One comment I read suggested the amount of memory could be a problem. As this is to be a VM server, I ordered another 4GB RAM (CT810056 4GB kit (2GBx2), 240-pin DIMM Upgrade for a HP - Compaq ProLiant ML110 G5 System) from Crucial and fitted it this morning.

ESXi installed without any problems. Now to install some VMs...

4 comments:

Damian said...

Hi JR

I too have an HP Proliant ML110 G5, which I bought a month back for £115 with shipping - bargain price (uk.insight.com).

My first attempt at installing RHEL5 failed.
Well, the install went through fine, but then first boot gave a kernel panic...haven't had time to look at it since (been a few weeks now).

Anyway, was hoping to do the same as you - setup a bunch of VM's on the box, rather than limiting myself to a single OS instance.

Having never done this before, I assume (from your post) that one uses VMware ESXi?

Would be curious to know your progress in getting the machine up and running...

....looks like I'll too need to push up the memory beforehand though...

D.

JR said...

Hi Damian.

Yes - I'm using the latest version of ESXi. To be honest, I've spent most of my time with the box playing with various hypervisors - ESXi, Citrix XenServer Express and a trial copy of Windows Server 2008.

The problem is that both ESXi and XenServer requires a Windows client to configure them, so I'm having to use my wife's machine (my main machine is Linux or Mac OS X).
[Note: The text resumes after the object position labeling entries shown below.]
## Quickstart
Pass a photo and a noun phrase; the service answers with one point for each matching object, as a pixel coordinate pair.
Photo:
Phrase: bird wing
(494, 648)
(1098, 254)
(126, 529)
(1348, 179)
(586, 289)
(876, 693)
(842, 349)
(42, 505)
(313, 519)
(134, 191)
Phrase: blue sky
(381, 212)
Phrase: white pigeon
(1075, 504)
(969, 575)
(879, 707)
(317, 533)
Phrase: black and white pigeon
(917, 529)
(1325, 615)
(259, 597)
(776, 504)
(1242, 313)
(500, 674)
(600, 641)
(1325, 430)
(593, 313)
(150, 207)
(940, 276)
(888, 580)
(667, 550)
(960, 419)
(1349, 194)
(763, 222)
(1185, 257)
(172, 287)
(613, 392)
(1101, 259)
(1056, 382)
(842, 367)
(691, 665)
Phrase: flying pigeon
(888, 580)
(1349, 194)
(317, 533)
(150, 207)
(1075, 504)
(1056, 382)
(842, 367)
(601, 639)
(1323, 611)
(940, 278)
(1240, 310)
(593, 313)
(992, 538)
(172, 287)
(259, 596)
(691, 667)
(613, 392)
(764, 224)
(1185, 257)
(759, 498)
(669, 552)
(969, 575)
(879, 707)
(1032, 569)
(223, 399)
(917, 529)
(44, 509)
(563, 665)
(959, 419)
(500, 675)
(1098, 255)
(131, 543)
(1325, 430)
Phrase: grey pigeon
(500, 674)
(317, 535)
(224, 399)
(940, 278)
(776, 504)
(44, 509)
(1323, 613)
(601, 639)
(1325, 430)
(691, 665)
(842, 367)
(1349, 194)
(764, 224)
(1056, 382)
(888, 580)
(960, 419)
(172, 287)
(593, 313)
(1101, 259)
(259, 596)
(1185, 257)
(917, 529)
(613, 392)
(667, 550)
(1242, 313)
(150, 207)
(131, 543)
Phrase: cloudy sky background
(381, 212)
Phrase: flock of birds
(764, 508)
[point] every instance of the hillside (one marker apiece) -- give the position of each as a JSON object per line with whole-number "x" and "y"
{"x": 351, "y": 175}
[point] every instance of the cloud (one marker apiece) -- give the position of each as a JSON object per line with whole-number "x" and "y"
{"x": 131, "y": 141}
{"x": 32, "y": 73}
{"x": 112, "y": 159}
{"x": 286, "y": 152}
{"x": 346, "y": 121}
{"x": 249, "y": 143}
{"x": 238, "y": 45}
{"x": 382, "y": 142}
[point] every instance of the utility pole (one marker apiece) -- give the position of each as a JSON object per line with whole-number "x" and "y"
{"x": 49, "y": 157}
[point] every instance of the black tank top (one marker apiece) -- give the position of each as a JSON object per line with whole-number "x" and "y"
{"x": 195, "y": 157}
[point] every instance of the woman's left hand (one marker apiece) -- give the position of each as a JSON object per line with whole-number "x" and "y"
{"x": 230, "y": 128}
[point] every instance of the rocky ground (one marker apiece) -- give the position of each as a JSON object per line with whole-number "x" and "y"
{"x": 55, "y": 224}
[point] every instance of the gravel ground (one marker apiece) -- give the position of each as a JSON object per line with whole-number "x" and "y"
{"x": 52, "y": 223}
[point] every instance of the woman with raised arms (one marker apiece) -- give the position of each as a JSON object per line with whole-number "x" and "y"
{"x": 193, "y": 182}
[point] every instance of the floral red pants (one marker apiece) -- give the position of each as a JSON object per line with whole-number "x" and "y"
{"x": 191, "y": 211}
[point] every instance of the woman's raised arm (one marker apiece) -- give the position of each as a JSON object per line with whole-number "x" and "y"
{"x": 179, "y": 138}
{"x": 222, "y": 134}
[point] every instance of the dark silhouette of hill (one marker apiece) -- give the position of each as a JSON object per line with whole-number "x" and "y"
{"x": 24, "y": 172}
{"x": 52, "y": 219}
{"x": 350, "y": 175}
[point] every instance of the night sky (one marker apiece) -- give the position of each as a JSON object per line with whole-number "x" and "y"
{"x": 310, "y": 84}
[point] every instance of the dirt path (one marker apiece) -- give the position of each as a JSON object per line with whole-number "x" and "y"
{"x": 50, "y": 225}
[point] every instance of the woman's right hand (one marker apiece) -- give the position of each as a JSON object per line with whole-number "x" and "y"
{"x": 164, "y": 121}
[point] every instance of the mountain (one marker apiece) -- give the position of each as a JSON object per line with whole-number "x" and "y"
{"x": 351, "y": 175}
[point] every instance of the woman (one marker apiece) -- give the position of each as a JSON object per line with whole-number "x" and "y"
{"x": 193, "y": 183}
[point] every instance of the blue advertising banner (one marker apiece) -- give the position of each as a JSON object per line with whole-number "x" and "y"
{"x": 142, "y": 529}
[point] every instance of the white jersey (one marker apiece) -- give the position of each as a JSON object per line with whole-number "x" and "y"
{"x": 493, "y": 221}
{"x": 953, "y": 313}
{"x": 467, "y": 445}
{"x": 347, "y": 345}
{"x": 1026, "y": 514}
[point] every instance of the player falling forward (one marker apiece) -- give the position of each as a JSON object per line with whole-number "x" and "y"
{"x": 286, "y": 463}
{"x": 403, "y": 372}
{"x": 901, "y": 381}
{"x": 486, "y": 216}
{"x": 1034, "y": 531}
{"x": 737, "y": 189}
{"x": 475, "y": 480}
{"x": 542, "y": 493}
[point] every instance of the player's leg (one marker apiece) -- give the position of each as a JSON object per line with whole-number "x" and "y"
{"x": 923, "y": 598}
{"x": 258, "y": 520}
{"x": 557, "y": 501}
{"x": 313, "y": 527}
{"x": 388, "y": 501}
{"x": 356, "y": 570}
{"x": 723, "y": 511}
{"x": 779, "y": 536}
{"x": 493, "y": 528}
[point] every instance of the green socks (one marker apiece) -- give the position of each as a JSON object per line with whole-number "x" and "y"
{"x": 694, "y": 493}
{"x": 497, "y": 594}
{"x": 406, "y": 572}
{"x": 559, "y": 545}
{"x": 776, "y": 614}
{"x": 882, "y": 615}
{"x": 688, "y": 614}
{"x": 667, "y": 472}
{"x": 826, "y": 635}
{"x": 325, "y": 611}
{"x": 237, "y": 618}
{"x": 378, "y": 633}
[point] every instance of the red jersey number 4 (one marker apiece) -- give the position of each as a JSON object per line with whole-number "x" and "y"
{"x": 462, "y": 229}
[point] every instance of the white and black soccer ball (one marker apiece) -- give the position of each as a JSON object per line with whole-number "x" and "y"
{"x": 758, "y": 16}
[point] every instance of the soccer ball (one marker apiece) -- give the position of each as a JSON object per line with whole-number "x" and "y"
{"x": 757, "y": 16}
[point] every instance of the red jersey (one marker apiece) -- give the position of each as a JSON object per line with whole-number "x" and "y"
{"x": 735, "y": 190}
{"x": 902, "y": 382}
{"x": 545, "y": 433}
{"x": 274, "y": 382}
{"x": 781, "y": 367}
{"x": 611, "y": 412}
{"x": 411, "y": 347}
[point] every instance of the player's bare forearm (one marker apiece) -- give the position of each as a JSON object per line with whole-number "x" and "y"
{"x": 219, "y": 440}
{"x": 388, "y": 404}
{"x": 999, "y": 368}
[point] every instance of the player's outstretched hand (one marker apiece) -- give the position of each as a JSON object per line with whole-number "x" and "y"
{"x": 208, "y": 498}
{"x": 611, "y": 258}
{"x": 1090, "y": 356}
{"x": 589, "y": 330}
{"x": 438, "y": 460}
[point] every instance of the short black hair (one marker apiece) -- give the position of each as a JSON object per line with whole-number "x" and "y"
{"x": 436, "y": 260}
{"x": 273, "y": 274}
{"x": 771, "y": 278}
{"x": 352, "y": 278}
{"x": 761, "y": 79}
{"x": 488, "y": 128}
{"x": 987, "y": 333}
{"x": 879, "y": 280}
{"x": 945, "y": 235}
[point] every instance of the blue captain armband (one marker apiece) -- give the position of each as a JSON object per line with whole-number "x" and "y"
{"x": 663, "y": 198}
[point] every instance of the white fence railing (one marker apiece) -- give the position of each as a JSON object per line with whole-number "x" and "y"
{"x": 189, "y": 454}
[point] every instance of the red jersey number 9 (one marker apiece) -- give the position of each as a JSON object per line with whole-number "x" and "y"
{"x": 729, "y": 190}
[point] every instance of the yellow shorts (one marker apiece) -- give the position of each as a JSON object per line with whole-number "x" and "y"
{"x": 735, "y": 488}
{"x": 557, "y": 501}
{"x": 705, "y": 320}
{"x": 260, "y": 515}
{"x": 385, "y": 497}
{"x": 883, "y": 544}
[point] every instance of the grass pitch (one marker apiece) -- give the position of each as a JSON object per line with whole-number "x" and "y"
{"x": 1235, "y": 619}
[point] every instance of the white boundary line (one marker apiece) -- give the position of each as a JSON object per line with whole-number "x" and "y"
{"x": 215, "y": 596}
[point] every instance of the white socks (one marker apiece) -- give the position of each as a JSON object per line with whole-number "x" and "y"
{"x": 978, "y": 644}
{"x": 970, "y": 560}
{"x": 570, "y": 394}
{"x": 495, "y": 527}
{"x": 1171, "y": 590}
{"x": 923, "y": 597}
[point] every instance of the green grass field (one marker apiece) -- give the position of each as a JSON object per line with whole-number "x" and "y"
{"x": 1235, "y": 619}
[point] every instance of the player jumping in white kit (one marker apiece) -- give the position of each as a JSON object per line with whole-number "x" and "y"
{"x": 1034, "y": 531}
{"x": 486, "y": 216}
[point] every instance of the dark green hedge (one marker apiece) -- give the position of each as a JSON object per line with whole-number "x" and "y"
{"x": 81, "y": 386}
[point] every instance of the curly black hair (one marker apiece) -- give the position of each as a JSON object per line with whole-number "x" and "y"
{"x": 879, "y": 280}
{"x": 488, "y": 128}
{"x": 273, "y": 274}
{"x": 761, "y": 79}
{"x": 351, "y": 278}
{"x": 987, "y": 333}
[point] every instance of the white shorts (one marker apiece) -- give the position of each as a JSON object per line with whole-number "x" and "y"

For what it's worth, ESXi seems to work fine. I've not done much with it beyond create a couple of VMs. I'm on the VMware training fast track next month, so will be putting a lot more effort in when I get back in order to revise for the VCP exam.

Damian said...

Hi JR

Interesting....
So which would you say runs better, or is more "manageable" between ESXi, Xen and Win2k8?
Have you had a look at Solaris 10 containers? My work colleagues feel that is it the fastest "bare metal"
experience of virtualization on the market yet....although I'd imagine one could only run Solaris or Linux
in such a setup (which is all I'm after anyway).

D.

JR said...

Hi Damian.

I've used Solaris Containers / Zones a lot in my workplace. It is a very useful way to create Solaris environments, and even Linux (using a "branded zone").

However, it's not really bare-metal. It's more a way to break a single Solaris instance into multiple, separate environments.

At home, I'm running a Suse server with VMware Server on top. In this I've created a Solaris 10 VM which I've then zoned to create separate dns and mail servers. Why? Because I could... and I wanted to see how well it worked. Answer: well enough that it's been like that for a year, but I'm looking to use the ML110 to implement something on the bare metal.

As for the manageability of the various hypervisors, they generally appear to be similar for the basics. I use VMware at work, so have more familiarity of VI Client, but all of them are wizard driven and have the same concepts.